In some ways, the Keychron K3 turns this dynamic upside down. The hot-swappable key switches are easy to swap out without having to grab a soldering iron, but while the keycaps are just as easy to remove, there’s not much of a reason for it. That’s because there are currently no third-party keycaps on the market that are fully compatible with Keychron’s low-profile design. The Cherry MX style cross design suggests they should be, but when I tried a few I had lying around, the stabilizer alignment on keys like the space bar didn’t match. Keychron tells me it plans to release new keycap sets for the board later this year.
It’s a shame because it would be nice to have the option to replace Keychron’s stock keycaps. They’re made from thin ABS plastic instead of the more premium PBT or thicker ABS, and their gray-orange color scheme is just plain boring. In any case, their legends are crisp, they are nicely curved for your fingers to find their place, and their dual inclusion allows the keyboard backlight to shine through and illuminate every key label.
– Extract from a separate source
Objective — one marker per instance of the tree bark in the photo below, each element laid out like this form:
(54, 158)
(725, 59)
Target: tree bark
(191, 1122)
Swapping the switches themselves was much easier than pulling out a soldering iron, although it still took a little elbow grease to remove some of the more stubborn ones with the included tool. It works by clipping and wiggling the metal hook around each switch until it comes loose. It took me about half an hour to swap out all the switches while watching TV in the background, plus an extra fifteen minutes at each end to handle the keycaps.
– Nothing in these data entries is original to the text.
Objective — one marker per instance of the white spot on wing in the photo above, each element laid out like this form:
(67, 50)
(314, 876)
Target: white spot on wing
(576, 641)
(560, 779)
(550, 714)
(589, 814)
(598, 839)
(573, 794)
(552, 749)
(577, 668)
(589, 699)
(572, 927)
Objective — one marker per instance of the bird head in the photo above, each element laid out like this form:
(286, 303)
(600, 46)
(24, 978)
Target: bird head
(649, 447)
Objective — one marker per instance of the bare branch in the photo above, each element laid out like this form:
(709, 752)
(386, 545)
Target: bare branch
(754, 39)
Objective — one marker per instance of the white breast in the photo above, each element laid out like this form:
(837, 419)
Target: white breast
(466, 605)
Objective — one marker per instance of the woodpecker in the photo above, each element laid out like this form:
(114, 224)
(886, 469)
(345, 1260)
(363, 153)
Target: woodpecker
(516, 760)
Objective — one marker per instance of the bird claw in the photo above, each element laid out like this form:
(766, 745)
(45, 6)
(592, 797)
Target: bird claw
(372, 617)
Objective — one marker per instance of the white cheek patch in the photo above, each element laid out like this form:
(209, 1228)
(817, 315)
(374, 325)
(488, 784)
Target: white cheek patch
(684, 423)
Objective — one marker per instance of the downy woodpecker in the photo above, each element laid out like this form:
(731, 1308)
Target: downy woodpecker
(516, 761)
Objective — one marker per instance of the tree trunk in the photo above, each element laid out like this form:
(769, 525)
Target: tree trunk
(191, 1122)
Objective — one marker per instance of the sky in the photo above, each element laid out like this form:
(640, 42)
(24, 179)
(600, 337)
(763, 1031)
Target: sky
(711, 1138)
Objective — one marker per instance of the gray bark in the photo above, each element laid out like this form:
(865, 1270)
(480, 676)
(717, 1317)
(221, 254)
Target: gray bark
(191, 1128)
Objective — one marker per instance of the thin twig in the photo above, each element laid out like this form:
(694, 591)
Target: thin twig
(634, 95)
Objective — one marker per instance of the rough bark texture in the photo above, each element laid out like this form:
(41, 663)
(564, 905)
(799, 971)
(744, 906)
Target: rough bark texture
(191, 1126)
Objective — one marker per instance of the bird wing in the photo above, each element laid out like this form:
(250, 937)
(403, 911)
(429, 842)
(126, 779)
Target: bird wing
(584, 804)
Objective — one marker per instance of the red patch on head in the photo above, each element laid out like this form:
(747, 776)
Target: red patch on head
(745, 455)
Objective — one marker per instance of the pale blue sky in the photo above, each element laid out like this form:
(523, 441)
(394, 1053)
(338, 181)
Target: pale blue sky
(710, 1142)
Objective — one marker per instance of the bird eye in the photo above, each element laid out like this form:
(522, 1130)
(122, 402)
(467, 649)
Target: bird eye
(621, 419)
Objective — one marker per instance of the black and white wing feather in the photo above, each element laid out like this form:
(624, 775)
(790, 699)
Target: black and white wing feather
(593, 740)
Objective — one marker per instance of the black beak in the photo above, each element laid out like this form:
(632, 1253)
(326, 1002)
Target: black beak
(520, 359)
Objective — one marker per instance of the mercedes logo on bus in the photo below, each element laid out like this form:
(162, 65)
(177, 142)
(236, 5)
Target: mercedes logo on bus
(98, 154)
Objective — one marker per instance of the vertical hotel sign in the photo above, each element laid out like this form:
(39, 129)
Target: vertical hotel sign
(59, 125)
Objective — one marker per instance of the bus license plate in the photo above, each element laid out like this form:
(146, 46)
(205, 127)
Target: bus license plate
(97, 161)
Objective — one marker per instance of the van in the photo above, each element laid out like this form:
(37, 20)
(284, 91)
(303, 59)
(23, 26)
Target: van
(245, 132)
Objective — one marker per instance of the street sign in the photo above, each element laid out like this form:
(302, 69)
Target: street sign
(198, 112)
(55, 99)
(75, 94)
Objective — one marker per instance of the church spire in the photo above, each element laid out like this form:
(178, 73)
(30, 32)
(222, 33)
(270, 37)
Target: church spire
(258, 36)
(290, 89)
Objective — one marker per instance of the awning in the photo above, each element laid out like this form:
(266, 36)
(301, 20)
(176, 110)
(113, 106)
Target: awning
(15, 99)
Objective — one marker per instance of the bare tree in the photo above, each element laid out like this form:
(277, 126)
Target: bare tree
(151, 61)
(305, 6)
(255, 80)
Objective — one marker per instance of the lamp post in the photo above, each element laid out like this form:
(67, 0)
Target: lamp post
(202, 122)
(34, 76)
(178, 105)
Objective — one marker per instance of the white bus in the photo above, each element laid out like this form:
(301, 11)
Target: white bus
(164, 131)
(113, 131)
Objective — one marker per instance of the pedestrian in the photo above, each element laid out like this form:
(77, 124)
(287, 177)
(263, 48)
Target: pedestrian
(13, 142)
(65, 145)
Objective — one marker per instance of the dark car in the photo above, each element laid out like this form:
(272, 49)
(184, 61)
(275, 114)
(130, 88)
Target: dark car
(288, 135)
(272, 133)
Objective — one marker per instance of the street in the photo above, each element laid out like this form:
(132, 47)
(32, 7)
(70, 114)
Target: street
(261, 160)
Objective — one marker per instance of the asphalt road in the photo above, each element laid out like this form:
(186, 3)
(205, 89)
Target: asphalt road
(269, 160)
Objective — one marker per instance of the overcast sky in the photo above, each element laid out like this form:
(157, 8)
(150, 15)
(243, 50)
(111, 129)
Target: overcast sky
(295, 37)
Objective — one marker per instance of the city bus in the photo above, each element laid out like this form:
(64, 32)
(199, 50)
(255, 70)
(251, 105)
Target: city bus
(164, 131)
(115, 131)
These low-profile switches are not only hot-swappable, but how thin they allow the board itself to be. At its thickest point, it’s just over 22mm from the surface of your desk, and Keychron claims the low profile optical switches are only 10.77mm high, compared to 17.9mm for a conventional switch.
But being so unobtrusive, these optical switches are somewhat of an acquired taste. Whether I used the brown optical switches originally installed in the board, or the stiff and click-like optical orange switches, I never enjoyed the Keychron K3’s typing experience. It’s not awful. This is not a sluggish rubber dome or MacBook butterfly keyboard. But the limited key spacing of the K3’s low-profile switches feels unsatisfactory as you’re used to, and like regular Cherry MX-esque switches.
Of the two switches I tried, I preferred the stiff and clicky orange switches over the tactile brown ones. The stiffness of the orange switches coupled with the more tactile click made up for their low stroke somewhat, while I ended up making more typos while typing on the browns.
At the end of the day, I just love the height of a standard MX switch. That extra distance gives your fingers room to make mistakes and back off before you hit the wrong key. On the other hand, there is something shocking about having a key back so quickly. If you’re used to typing on sleek keyboards like Apple Magic Keyboard, the K3’s low key movement may feel more pleasant and familiar. But as someone who likes plain MX style switches, I wasn’t a fan.
The Keychron K3 is a feature-packed mechanical keyboard at a reasonable price. It works great over USB-C or wirelessly, and it has a 75 percent layout for the keys most people need, as well as a handy selection of function keys. The hot swap process is simple and Keychron has a suitable selection of switches that work with its hot swap system.
But Keychron has had to make some compromises to make a keyboard this thin, and you have to want a low-profile keyboard to endure them. Battery life has dropped compared to the K2, and the K3’s low-profile switches can be an acquired taste. The lack of support for third-party keycaps is also a shame.
If you have a strong preference for a low-profile keyboard and aren’t interested in trying out third-party keycaps, the K3 is a nice package. But it can’t match the versatility of Keychron’s other boards.